L’ensemble de ces règles est formalisé dans un « brand book » ou une « charte graphique ». Ce document est le garant de la cohérence visuelle. Il permet à n’importe quel designer, partenaire ou collaborateur de produire des supports de communication qui renforcent l’identité de la marque au lieu de la diluer.
À retenir
- La plateforme de marque est avant tout un actif stratégique immunitaire contre la dilution et l’incohérence des messages.
- Sa puissance ne vient pas de valeurs universelles, mais d’une authenticité discriminante, puisée dans l’histoire et la culture réelle de l’entreprise.
- Une plateforme réussie pilote l’intégralité du territoire d’expression : verbal (ton de voix), visuel (identité) et narratif (storytelling).
Comment raconter l’histoire de votre marque pour toucher émotionnellement votre audience et créer de l’attachement ?
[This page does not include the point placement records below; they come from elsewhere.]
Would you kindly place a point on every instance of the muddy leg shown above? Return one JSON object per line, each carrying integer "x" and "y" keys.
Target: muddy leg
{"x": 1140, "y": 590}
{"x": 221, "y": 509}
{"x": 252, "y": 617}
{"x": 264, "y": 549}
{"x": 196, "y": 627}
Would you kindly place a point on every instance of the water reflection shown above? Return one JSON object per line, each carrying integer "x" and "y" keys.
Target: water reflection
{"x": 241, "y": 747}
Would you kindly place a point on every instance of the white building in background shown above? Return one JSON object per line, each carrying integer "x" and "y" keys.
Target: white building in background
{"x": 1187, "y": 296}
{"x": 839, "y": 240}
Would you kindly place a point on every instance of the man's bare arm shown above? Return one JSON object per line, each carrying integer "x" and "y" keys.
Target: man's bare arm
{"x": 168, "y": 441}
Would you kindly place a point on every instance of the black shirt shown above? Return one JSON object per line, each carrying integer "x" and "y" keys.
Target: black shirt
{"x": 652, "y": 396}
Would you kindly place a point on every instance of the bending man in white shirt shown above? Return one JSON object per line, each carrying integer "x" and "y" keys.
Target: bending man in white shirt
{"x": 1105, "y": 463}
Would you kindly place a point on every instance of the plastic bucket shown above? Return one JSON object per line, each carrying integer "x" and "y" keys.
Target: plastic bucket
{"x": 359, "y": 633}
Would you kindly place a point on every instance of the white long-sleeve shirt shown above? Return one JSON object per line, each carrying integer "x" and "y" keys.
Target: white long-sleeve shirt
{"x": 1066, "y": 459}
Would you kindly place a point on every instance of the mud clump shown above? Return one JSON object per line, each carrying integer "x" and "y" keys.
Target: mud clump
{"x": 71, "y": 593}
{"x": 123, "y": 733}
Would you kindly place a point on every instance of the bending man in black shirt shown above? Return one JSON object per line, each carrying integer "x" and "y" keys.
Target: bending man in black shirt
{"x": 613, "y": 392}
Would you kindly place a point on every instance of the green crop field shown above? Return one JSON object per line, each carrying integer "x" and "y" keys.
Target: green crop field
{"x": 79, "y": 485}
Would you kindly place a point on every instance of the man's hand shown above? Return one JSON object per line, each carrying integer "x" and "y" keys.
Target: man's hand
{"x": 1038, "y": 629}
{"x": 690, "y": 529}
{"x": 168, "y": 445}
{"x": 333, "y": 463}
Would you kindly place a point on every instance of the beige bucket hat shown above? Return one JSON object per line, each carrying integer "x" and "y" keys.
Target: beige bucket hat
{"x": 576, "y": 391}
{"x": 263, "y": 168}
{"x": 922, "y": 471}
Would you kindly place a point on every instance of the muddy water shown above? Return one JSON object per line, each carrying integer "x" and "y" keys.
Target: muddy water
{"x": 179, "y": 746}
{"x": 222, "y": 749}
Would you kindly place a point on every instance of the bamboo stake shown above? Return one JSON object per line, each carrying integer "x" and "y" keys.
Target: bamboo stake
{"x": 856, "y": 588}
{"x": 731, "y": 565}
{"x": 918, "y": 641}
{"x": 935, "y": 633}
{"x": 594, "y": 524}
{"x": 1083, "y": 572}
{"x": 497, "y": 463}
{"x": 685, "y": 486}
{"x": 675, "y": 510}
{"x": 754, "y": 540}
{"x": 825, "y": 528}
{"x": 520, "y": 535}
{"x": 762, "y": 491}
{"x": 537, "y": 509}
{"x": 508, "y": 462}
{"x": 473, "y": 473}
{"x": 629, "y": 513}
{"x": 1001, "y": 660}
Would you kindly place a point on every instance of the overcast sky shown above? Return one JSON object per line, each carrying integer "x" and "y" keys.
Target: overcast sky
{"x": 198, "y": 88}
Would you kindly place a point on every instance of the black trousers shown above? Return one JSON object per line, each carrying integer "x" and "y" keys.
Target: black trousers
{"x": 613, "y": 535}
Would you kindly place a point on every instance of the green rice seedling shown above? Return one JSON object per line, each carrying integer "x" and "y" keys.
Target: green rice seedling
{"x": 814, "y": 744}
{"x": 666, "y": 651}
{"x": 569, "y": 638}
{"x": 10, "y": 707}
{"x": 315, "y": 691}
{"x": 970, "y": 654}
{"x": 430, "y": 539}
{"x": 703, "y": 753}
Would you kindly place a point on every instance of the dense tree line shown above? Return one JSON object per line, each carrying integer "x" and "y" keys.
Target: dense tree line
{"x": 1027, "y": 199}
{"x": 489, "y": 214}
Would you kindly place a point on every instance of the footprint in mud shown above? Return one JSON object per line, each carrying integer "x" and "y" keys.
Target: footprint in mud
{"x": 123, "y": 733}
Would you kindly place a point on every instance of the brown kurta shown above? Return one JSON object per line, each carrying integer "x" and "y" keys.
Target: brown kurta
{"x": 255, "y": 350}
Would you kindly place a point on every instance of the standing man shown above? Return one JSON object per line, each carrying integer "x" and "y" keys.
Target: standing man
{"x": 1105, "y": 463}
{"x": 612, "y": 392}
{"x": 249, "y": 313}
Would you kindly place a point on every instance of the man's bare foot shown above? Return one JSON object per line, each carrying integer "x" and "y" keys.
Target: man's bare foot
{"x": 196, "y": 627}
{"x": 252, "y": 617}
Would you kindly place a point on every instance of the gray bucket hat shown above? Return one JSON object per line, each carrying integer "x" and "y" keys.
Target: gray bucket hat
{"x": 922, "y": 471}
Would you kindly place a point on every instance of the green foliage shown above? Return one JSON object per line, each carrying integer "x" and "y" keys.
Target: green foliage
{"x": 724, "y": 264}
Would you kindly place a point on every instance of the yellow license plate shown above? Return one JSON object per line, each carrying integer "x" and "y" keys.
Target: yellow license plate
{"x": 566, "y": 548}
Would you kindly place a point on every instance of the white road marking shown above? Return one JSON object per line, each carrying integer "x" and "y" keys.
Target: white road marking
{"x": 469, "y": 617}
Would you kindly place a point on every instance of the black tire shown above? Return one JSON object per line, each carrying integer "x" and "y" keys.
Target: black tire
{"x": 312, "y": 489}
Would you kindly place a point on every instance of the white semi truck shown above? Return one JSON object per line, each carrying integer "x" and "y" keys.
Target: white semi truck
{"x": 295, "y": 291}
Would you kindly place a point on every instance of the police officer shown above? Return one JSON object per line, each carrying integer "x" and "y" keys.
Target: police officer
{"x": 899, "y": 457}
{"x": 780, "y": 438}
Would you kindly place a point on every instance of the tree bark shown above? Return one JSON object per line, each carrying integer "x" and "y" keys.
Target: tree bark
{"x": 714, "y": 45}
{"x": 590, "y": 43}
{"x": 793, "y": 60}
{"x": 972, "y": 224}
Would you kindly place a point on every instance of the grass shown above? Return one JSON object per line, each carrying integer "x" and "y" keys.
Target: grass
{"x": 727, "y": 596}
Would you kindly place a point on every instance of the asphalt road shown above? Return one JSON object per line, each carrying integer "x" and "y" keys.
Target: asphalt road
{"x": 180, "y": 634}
Une fois la plateforme de marque définie et l’identité visuelle créée, le défi ultime est de donner vie à cet ensemble. Le storytelling n’est pas une technique de communication parmi d’autres ; c’est l’art de tisser tous les éléments de la plateforme (mission, valeurs, promesse) dans un récit cohérent et engageant. C’est ce qui transforme une marque en une entité avec laquelle les gens peuvent créer un lien émotionnel, au-delà de la simple transaction.
Raconter l’histoire de sa marque, ce n’est pas simplement publier un texte sur la page « À propos ». C’est infuser le récit fondateur dans chaque point de contact. Cela peut prendre de multiples formes : un film de marque qui raconte l’origine de l’entreprise, des portraits de collaborateurs qui incarnent les valeurs, des études de cas clients qui montrent la promesse en action, ou même un ton et un style rédactionnel qui reflètent la personnalité de la marque de manière subtile.
Ysance : transmettre sa plateforme de marque par le storytelling
La société technologique Ysance, spécialisée dans la data, a fait le choix du storytelling pour transmettre sa plateforme de marque, comme le rapporte HubSpot. Plutôt que d’énoncer froidement ses valeurs techniques, l’entreprise les intègre de manière subtile dans sa communication. Chaque prise de parole, chaque article de blog, chaque présentation devient une opportunité de raconter une facette de son histoire et de sa vision, rendant ainsi des concepts complexes plus humains et accessibles.
Le storytelling efficace ne crie pas les valeurs de la marque, il les montre. Au lieu de dire « nous sommes innovants », il raconte l’histoire de l’échec qui a mené à une découverte majeure. Au lieu de dire « nous sommes proches de nos clients », il partage le témoignage d’un client dont le problème a été résolu de manière inattendue. C’est cette approche, basée sur la preuve par l’exemple et l’émotion, qui crée un attachement durable et transforme les clients en ambassadeurs.
Pour que votre plateforme de marque devienne un véritable outil de pilotage, l’étape suivante consiste à formaliser ces éléments dans un document de référence clair et inspirant, à partager avec toutes vos équipes pour garantir l’alignement et la cohérence à chaque prise de parole.